Holding this together, however, was the trim and healthy 72-year-old Starr who provided humour ("What's my name?") and singalong songs.

Constantly flashing a peace sign, he kicked things of with It Don't Come Easy, joked that only four people bought his last album Ringo 2012 (then unfortunately sang the reggaefied Wings from it and later the dreary if well-intentioned Anthem).

He introduced Boys as a song "from that other band I used to be in [loud cheering] ... Rory Storm and the Hurricanes" (a reference to his pre-Beatles band) and such quips - doubtless well practised - were appreciated.

But any show which gear-changes between rock 'n' roll (Boys), pub singalong (Yellow Submarine), Black Magic Woman (Lukather shining in a such setting), the countrified Honey Don't, the leaden Anthem, a new ballad by Page then into Toto's Africa, sounds like a setlist programmed by someone with a short concentration span. The musicianship was (mostly) undeniable but too often this came off as a very good covers band "featuring the original artists", which I suppose it was.

Ringo must have felt the love as the audience sang along to his melodically simple and lyrically memorable songs (anyone can hold the tune of Act Naturally and enjoy bellowing With a Little Help from My Friends).

But in a stop-start, stand-sit-stand again show nothing gelled for any duration.
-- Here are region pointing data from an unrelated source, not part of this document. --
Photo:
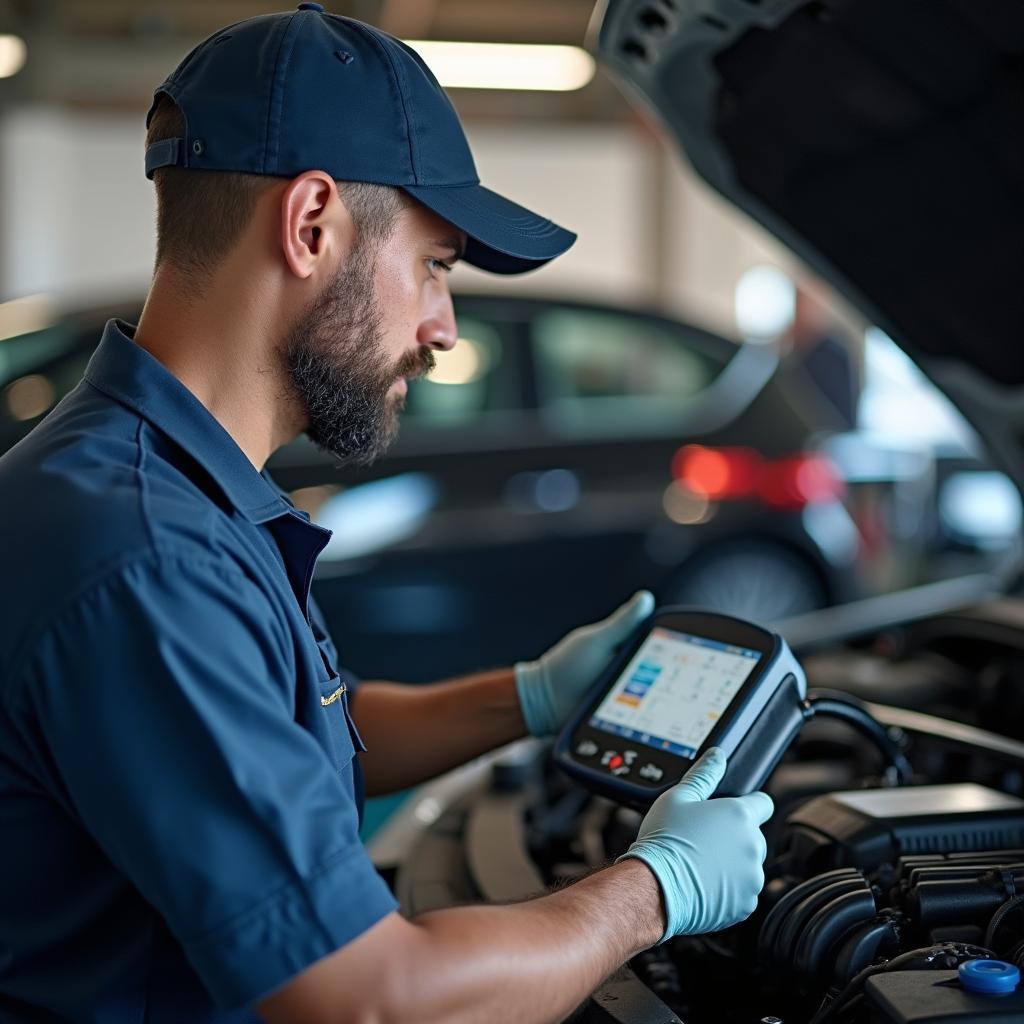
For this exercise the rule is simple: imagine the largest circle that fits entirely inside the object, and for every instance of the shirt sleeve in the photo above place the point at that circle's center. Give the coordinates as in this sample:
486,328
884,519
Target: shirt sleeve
163,701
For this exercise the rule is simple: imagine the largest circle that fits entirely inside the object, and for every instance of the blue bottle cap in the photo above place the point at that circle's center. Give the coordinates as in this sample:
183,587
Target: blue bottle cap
989,977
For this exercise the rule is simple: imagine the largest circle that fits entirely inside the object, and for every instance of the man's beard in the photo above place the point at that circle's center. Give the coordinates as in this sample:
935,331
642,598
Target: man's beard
339,372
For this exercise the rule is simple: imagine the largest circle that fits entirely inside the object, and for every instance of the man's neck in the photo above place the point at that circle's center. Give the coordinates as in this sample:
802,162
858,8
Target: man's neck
219,347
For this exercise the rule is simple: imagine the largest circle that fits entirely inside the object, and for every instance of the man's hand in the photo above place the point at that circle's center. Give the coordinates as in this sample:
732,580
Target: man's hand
706,854
551,687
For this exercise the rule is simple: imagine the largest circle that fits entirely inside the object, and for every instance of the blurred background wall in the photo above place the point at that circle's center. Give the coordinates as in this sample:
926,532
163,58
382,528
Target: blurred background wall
77,214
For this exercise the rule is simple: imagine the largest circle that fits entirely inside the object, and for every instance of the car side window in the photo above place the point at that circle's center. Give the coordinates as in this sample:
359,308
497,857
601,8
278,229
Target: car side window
602,372
466,383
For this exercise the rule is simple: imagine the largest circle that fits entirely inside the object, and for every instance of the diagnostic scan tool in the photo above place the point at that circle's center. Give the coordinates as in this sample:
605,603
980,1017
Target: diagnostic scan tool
687,680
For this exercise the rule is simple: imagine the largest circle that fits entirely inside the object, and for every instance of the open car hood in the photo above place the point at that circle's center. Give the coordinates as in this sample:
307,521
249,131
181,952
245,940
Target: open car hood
883,141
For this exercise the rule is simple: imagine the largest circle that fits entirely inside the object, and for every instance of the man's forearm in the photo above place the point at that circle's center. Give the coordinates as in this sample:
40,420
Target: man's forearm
529,963
535,962
417,732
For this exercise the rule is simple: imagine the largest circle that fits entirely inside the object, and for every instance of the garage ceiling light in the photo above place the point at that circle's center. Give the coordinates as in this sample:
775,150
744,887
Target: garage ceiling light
33,312
507,66
12,54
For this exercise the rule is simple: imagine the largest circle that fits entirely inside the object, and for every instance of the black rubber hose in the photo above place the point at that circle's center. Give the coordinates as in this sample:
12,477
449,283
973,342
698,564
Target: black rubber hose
827,927
776,916
993,926
803,913
863,946
950,902
841,706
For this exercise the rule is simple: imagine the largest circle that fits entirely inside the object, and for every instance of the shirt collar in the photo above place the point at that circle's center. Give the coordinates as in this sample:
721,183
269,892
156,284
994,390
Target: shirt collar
129,374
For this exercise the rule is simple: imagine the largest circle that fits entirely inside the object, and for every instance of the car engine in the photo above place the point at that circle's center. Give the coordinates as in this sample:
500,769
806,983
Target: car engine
876,893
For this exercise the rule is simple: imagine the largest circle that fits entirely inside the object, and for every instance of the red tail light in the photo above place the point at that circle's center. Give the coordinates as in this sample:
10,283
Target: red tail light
732,473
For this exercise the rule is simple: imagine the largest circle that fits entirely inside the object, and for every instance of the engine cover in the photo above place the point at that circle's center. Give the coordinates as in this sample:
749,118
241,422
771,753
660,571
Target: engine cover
931,996
868,827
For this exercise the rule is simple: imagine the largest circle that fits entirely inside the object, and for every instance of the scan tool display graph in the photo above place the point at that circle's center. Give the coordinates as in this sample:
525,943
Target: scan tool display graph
674,690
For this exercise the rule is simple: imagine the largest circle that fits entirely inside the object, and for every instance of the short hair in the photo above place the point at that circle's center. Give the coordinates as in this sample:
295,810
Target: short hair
201,215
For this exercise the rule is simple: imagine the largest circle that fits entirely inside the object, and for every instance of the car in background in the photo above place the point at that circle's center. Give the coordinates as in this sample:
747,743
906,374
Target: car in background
560,457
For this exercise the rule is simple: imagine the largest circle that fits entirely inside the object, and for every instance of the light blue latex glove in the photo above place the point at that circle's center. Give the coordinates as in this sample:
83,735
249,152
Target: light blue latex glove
551,687
706,854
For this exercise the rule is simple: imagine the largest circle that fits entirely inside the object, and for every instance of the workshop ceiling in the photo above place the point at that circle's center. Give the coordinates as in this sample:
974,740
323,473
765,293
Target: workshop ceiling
112,53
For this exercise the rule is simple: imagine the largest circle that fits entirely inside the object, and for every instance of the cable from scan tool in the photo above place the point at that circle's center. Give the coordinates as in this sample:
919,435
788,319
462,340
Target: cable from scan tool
833,704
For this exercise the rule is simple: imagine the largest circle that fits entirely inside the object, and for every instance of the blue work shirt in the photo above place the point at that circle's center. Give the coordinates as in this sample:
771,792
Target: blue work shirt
179,792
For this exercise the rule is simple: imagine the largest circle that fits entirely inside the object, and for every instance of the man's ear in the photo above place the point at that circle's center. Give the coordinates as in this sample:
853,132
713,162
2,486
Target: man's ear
315,224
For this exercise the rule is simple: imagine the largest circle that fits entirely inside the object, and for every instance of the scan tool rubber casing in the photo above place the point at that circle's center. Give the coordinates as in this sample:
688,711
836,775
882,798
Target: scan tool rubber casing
866,827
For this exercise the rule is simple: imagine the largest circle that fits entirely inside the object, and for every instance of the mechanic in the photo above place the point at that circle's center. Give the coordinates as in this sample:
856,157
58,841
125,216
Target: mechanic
181,776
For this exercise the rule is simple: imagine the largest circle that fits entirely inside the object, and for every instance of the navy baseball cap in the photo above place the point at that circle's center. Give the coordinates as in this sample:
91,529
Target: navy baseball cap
280,94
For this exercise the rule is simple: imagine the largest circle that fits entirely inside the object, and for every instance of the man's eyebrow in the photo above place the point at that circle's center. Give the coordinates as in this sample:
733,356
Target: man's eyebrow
455,244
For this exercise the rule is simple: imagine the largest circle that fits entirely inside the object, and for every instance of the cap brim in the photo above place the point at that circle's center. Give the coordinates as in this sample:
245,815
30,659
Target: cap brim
502,237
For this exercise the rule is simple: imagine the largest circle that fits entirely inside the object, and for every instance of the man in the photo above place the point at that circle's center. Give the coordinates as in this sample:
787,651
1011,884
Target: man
179,783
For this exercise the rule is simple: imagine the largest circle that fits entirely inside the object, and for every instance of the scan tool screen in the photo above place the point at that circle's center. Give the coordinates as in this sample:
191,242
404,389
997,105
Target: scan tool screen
674,690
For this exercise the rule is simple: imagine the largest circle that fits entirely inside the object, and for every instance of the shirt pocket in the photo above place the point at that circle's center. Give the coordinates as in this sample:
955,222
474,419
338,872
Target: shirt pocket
342,737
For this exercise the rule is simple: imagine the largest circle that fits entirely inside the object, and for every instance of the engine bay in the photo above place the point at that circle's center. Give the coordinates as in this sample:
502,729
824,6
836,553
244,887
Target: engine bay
876,892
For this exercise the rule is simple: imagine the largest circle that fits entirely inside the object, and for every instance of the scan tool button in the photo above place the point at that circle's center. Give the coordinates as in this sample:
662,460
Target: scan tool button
615,763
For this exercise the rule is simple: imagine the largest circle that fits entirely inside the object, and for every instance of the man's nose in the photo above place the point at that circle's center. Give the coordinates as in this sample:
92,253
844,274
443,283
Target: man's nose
437,329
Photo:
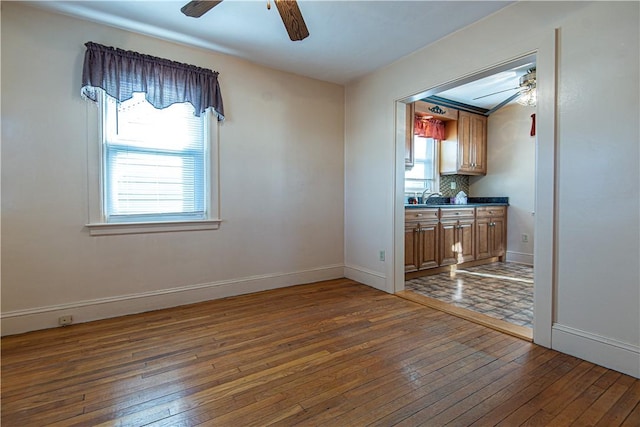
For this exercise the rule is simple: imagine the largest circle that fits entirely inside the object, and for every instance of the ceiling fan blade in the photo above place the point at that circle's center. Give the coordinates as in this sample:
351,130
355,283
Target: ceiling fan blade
197,8
495,93
292,19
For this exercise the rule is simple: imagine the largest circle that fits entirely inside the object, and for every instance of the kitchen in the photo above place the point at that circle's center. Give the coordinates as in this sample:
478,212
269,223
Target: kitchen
469,200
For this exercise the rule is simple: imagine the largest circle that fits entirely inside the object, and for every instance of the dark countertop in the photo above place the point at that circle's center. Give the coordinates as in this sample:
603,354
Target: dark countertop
444,202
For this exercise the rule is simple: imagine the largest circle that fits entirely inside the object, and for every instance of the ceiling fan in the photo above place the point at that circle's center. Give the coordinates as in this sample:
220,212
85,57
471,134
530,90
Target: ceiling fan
288,9
526,94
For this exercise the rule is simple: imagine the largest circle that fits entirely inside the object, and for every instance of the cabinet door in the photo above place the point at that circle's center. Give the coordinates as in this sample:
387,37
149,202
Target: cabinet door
483,246
411,247
448,242
428,245
466,241
478,144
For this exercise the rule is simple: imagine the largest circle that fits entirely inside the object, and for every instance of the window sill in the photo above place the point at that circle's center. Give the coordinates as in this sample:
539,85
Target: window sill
107,229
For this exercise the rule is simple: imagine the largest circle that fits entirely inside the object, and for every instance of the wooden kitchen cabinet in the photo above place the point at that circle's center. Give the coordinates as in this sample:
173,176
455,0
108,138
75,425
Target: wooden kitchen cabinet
457,236
468,154
491,232
421,239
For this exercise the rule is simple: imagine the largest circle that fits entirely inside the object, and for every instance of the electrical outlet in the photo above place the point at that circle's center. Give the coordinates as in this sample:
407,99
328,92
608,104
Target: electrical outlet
65,320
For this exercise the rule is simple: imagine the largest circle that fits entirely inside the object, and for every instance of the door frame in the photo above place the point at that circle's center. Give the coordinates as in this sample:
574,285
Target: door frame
545,180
So, an unusual and interesting show. Interpret that as you will.

Music review

What: Ringo Starr and His All Starr Band
Where: Vector Arena, Saturday Ringo's All Starr Band bring back the good times on stage.

By Graham Reid
Emjay (New Zealand) | 09:37AM Monday, 11 Feb 2013
What is it with the sound at this stadium? I'm sure Ringo would have had the best sound set-up in the world, yet it still couldn't make this venue sound good. The bass came through as either 'booming 'or 'flubby ' and the sound overall just mushy.
Merv () | 10:04AM Monday, 11 Feb 2013
Fabulous night. You are probably a little young to enjoy 'real' music and not the burbled rubbish that was produced after 1990. I often looked around to see the reaction from fans and the interesting part for me were the many young people in the crowd listening to 'real' music.

I guess the problem with NZ and NZers music taste is that we are a small country and are guided by banal music trends (Grunge, hip hop, dancing bimbos who can shriek too). Overseas, real credibility is given to good music. It sounds like you should be reviewing X Factor and NZ has Talent (hasn't?).
Rizzo () | 11:03AM Monday, 11 Feb 2013
Merv - you obviously know nothing about Graham Reid. I suggest you Google him. Sounds like a fair review to me. Good reviewers don't automatically give shows great reviews just because the performers are legends, shows have to stand on their own merits. Ringo's been doing these All-Starr band jaunts for 20 years, sometimes the lineups work, sometimes they don't. I'm sure it was a good concert, if not a great one. Don't take it personally.